По всей Украине метались сильные отряды батьки Махно. Неспокойно было на Тамбовщине, в Поволжье, в Сибири, где полыхали крестьянские восстания. На Кавказе шла борьба с сепаратистами, отрезавшими от Республики нефть. Ходуном ходила, как от землетрясения, вся потревоженная неслыханными социальными сдвигами Средняя Азия… И всюду нужны были войска, войска…
– Куда, станичник? – кричал красный казак, завидев земелю, когда где-то на забытом богом разъезде останавливались друг против друга два встречных эшелона.
– На панскую Польшу, мать-перемать, – отвечал земеля.
– А я в Бухару, слышь! С баями воевать, – тудыть-пере-тудыть, – отвечал красный казак, до того и знать не знавший о Бухаре.

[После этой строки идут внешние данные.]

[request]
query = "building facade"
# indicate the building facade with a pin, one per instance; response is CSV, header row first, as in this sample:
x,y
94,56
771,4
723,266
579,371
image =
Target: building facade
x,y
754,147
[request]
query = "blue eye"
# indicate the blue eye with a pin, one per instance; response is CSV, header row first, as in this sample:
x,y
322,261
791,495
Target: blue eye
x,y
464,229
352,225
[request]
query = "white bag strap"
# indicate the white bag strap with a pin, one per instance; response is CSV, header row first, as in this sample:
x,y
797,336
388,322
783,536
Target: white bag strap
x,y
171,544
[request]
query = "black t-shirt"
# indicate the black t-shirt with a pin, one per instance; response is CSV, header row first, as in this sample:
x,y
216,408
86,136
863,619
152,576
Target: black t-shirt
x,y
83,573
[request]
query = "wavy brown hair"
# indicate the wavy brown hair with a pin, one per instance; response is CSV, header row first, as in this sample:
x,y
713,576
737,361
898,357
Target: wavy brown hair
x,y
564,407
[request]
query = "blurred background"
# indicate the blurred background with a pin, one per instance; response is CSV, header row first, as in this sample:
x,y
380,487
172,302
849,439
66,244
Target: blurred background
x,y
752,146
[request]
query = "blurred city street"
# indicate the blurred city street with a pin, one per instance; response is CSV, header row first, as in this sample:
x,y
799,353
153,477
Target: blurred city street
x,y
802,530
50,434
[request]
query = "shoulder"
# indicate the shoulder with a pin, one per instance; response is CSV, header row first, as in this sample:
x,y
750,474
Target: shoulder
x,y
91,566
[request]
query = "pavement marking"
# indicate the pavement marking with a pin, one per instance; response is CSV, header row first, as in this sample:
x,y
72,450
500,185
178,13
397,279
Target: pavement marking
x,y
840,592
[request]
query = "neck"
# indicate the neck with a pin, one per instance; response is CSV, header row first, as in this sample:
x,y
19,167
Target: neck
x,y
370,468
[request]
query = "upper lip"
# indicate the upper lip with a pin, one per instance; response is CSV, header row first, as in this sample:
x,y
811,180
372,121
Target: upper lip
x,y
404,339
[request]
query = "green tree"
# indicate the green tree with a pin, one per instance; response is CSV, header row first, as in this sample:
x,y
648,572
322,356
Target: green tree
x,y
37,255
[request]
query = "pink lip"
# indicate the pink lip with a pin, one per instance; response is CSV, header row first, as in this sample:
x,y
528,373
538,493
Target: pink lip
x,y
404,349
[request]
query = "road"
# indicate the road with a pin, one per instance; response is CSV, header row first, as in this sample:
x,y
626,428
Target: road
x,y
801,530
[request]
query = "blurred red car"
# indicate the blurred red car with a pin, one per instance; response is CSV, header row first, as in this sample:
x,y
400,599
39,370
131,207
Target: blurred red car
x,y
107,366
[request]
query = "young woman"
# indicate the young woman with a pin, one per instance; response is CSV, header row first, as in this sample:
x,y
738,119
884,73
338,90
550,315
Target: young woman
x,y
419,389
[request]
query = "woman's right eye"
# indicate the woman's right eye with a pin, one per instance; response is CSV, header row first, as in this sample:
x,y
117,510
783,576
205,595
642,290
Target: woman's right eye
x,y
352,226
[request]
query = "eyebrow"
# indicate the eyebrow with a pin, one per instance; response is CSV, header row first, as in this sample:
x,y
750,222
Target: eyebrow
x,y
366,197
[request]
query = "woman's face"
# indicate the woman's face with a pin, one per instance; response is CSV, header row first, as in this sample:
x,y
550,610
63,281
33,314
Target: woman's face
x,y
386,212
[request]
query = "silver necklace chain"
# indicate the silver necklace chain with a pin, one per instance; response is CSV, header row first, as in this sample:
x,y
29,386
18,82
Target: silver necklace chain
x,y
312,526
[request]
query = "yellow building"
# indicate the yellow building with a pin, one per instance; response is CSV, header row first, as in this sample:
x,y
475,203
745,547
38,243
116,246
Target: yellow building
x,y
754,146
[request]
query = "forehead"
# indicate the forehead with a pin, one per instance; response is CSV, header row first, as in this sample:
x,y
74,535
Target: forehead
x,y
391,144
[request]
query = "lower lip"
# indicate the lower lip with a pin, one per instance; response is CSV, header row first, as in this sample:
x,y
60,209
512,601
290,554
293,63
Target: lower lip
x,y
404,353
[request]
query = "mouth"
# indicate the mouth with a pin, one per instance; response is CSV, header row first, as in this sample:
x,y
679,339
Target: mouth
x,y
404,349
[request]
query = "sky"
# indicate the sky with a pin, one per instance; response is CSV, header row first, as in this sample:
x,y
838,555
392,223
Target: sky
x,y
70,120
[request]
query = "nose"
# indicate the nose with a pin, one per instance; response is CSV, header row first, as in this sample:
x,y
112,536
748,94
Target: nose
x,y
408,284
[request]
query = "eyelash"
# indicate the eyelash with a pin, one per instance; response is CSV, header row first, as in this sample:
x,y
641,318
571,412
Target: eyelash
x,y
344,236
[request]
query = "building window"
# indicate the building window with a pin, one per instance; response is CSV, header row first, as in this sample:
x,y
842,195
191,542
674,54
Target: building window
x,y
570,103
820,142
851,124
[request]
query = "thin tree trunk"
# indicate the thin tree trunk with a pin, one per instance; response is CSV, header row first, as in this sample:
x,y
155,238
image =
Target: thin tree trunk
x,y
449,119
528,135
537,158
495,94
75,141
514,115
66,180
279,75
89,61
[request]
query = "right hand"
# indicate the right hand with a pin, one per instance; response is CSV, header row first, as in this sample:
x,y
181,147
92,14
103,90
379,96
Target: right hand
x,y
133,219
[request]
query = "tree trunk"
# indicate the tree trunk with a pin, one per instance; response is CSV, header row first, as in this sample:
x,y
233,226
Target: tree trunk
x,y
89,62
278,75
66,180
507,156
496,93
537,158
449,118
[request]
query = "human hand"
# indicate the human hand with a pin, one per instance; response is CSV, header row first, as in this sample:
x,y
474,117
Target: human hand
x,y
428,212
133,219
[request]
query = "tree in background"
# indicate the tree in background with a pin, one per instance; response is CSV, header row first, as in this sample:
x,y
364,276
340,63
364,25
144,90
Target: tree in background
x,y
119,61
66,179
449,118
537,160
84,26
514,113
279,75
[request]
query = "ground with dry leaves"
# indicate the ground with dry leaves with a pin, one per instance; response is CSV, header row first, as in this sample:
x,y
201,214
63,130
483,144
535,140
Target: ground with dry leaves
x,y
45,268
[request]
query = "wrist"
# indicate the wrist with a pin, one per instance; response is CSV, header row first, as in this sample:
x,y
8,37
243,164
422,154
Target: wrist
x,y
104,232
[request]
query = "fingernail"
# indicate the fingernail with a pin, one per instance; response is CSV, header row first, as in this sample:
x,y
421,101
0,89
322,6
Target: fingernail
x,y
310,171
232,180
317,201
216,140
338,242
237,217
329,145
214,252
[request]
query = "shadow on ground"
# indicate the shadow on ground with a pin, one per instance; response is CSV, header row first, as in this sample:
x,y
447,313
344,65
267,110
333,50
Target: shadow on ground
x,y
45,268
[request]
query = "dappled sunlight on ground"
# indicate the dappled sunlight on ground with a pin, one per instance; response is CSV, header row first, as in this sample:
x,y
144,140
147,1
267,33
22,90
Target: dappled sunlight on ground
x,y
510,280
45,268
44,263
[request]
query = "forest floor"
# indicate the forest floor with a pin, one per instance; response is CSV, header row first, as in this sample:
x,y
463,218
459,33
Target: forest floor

Республика встала на дыбы и, казалось, перепутала все железные дороги, свила их из правильного узора в запутанный моток. Дорого, дорого давались России полгода керенской демократии, когда болтуны открыли ворота всех тюрем и выпустили ораторствовать самые разные уголовные группы и политические партии. Кровью отплевывалась Республика после краткого периода невиданной свободы. Все сцепились в затейливом клубке собачьей драки. Победить должен был самый сильный и самый толстокожий, самый нечувствительный к боли – вот и вся логика такой войны. А другой и не может быть.
Деятельный матрос Бушкин, обнажив маузер, побежал на станцию с требованием немедленно пропустить спецпоезд ЧК. Куда там! И начальник станции, и дежурный уже привыкли к ежедневным угрозам расстрелов. Кого только можно было, уже перестреляли, и убыль хоть одного дежурного могла остановить всю дорогу на очень долгое время. Это понимали все, и демонстрация оружия сводилась лишь к грозному помахиванию стволом.
Бушкин вернулся красный, клокочущий, но с маузером в деревянной кобуре.